Маргарита улыбалась.

— О, — сказала она. — Явные сдвиги.

Она накликала злую судьбу.

Давно уже она не свистела, и теперь, по дороге домой, свистела отвратительно.

Вот ведь как все обернулось.

И конца этому Не видно. И вообще ничего не известно.

Друзья мои хорошие.

Дома ее ждало срочное письмо от Марка о немедленной посылке ему денег и открыточка от Оле, который был в Индии и слал оттуда ценные советы. Помогай другим, и они тебе помогут. Гениальное требование беспомощных друг к другу. Какая чепуха.

Не успела она вымыть руки, как зазвонил телефон. Это был Франк, обнаруживший, что все его семейство отправилось на прогулку в лес, и решивший оповестить ее о том, как он по ней тоскует. Если бы только он выражал это несколько иначе.

Можно, он к ней приедет? Ну да, конечно, не сию минуту, но попозже вечерком? Тут надо еще кое-что уладить в конторе, но ему хочется с ней поговорить.

— Мне это не очень кстати, — сказала Маргарита.

— А что? Ты ждешь гостей? Или у тебя сидит кто-то?

— Да нет, все в порядке, Франк, — сказала она, раз он все равно ничего не понял. — Я рада. Приходи.
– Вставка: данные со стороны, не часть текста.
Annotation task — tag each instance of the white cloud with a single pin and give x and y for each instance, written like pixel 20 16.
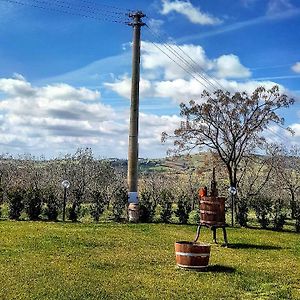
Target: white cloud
pixel 154 59
pixel 188 59
pixel 122 87
pixel 186 8
pixel 59 118
pixel 278 6
pixel 296 67
pixel 229 66
pixel 155 25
Может, зря она к нему придирается?

Съевши омлет, она вышла в сад. В полном параде и в отличном виде, если верить зеркалу. Она бестолково и упрямо унимала сорняки и сухие ветки и любопытство соседей, через ограду интересовавшихся здоровьем Лео.

— Он скоро выпишется? — спрашивал сосед, у которого росли китайские яблоки. Подоспевшая жена из-за его плеча совала голову в ограду.

— Ах, мы столько о вас думали, — сказала она.

Маргарите вскоре открылось, что первого десятка фраз могло бы и не быть. Неизбежный вводный ритуал. Дальше пошли их собственные неприятности: у кого-то там тромб, у сестры рак, малокровие у ребенка. Далее следовала премудрость во всех видах.

— Тут уж ничего не попишешь, — сказала соседка с восточной стороны, с расстроенным вестибулярным аппаратом, которой была противопоказана соль. И даже купаться противопоказано.

— Ну и что из этого? Жить-то надо. Что из того, что слепые не видят, глухие не слышат, хромые не ходят? Их много. Может быть, даже слишком много. Может быть, здоровье вообще не так уж часто встречается.

— Все равно, грех жаловаться. Еще благодарить есть за что, — заключила хозяйка китайских яблок. Это она не сама додумалась, у нее-то прекрасное здоровье, это говорила одна ее подруга, которую безумно трясла судьба.

Не лишено интереса. Но какую ей, Маргарите, избрать формулу? Премудрость хорошо иметь под рукой, но помогает она примерно, как ромашковая припарка или ромашковый чай.